Im Flow mit Thomas Siffling: Jazz-Trompeter über neues Album und Auftritt bei Das Fest

Thomas Siffling by Laura Carbone

Wer Thomas Siffling kennt, weiß: Der Trompeter ist eigentlich immer im Flow, während er gut gelaunt auf den verschiedensten Hochzeiten tanzt.

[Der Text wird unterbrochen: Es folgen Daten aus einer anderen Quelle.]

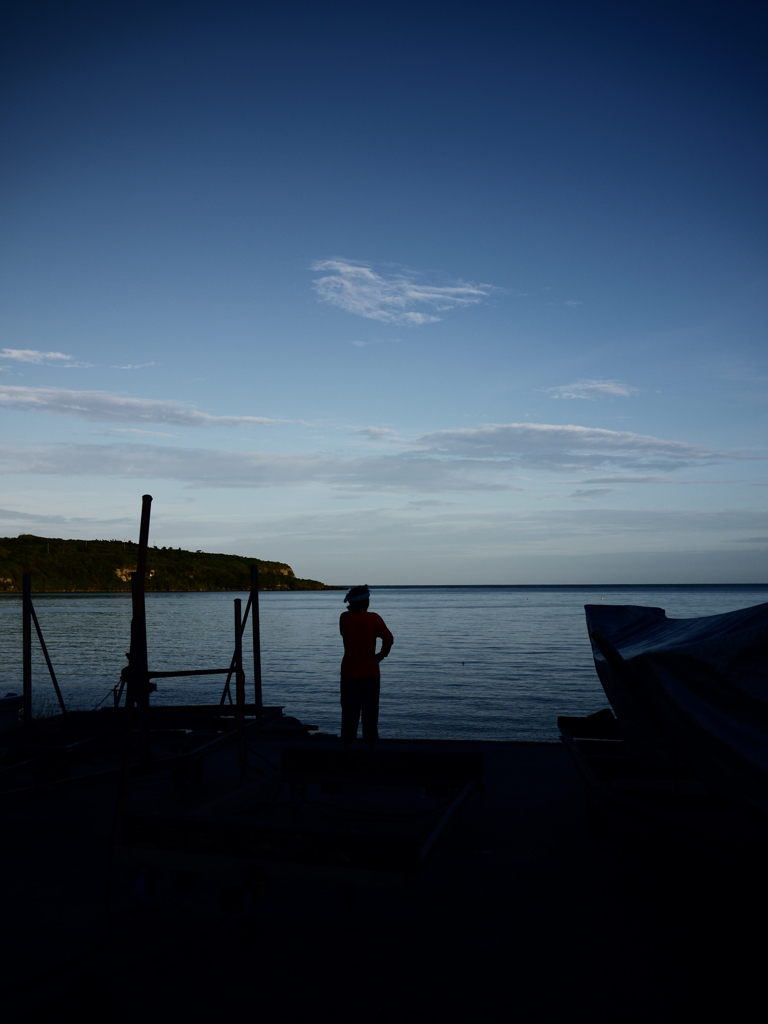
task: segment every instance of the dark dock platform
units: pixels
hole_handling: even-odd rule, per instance
[[[301,753],[313,744],[327,762],[320,775]],[[137,858],[126,840],[113,851],[107,916],[114,778],[69,789],[52,783],[7,803],[3,1019],[378,1024],[750,1015],[763,976],[761,851],[663,830],[590,831],[582,782],[559,744],[383,741],[379,749],[404,754],[397,770],[405,774],[388,784],[423,787],[408,799],[424,805],[404,808],[387,797],[364,801],[362,810],[380,820],[400,815],[400,825],[421,822],[425,834],[434,832],[429,814],[441,821],[482,761],[482,786],[465,794],[428,861],[388,879],[303,868],[249,876],[237,857],[207,862],[210,870],[173,856],[165,866],[149,857],[142,867],[141,851]],[[450,792],[425,777],[424,751],[458,754],[456,764],[465,758]],[[290,723],[283,736],[277,728],[249,740],[264,787],[282,786],[267,798],[289,824],[325,806],[334,821],[361,810],[350,805],[338,753],[330,738],[292,737]],[[238,773],[229,744],[210,750],[194,785],[179,785],[178,775],[174,783],[170,770],[132,777],[127,814],[210,822],[213,807],[237,816],[238,794],[259,784],[255,775],[240,784]]]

Als Jazzer, Label-Chef, Kurator und Veranstalter geht er ganz im Moment auf und gibt hochkonzentriert alles – ohne dabei seine Lockerheit zu verlieren. Seine neue Platte entsprechend dieses „Flow“-Gefühls zu benennen, ist nur folgerichtig.

In der Psychologie beschreibt das Wort „Flow“ im besten Sinn einen „Tätigkeitsrausch“, der mit dem Zustand der völligen Vertiefung und des restlosen Aufgehens im Hier und Jetzt einhergeht. Die Zeit spielt plötzlich keine Rolle mehr – alles ist im Fluss. Etwas, dass man auf Thomas Sifflings Album „Flow“ wahrnimmt und, noch wichtiger, gleichzeitig selbst beim Hören erlebt!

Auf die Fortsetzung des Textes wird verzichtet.